They were gorgeous.
A string quartet started an instrumental version of the “Purple Rain” inspiration song in the chapel. Velma turned to Claire and gave her a thumbs-up.
Claire took their father’s arm.
Velma took a huge breath.
“Wait.” Claire stopped Amy just before the doors opened.
Oh no. Velma’s heart nearly stopped beating. Claire couldn’t run. Not like Sophie. Not with the blog photographer snapping photos. At that moment, he was on the other side of the doors waiting for them to open.
Claire disentangled her arm from their father’s and handed him her oversized bouquet.
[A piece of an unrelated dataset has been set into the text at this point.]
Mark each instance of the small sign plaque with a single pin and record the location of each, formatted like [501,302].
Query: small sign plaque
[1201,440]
Velma couldn’t move. Claire had to get married.
The quartet continued on in the chapel without the bridal party.
“What are you doing?” Velma whispered.
“Are we running? I can get a car?” Heather peeked from behind Velma.
“No.” Claire threw her arms around Velma, “I’m not running. I just…”
Velma raised her eyebrows at their incredibly confused father. She patted Claire’s back with her bouquet-free hand.
“I’m getting married.” Claire held Velma tighter.
“Yes. That’s what you should be doing right now.” Velma glanced to Heather, who looked as confused as she felt.
“Like, literally, right now,” Heather added.
Claire stepped back and did a deep-breath-arm-wave. “I’m getting married.”
“Uh-huh.” Velma took the bouquet from her father and pressed it into Claire’s hands. “Let’s go do that.”
Claire nodded. Velma got Claire resituated.
Velma waited her turn, then stepped into the chapel. The purple rose petals along the red carpet smashed under her footsteps. She kept her focus on Brek.
He never looked in her direction. A chink formed in the armor around her heart.
The bridal chorus played, and still Brek didn’t look her way.
All through the ceremony, he avoided eye contact. Claire kissed Dean, and they beamed at each other down the aisle. Brek took Heather’s arm at the end, and Jase took Velma’s.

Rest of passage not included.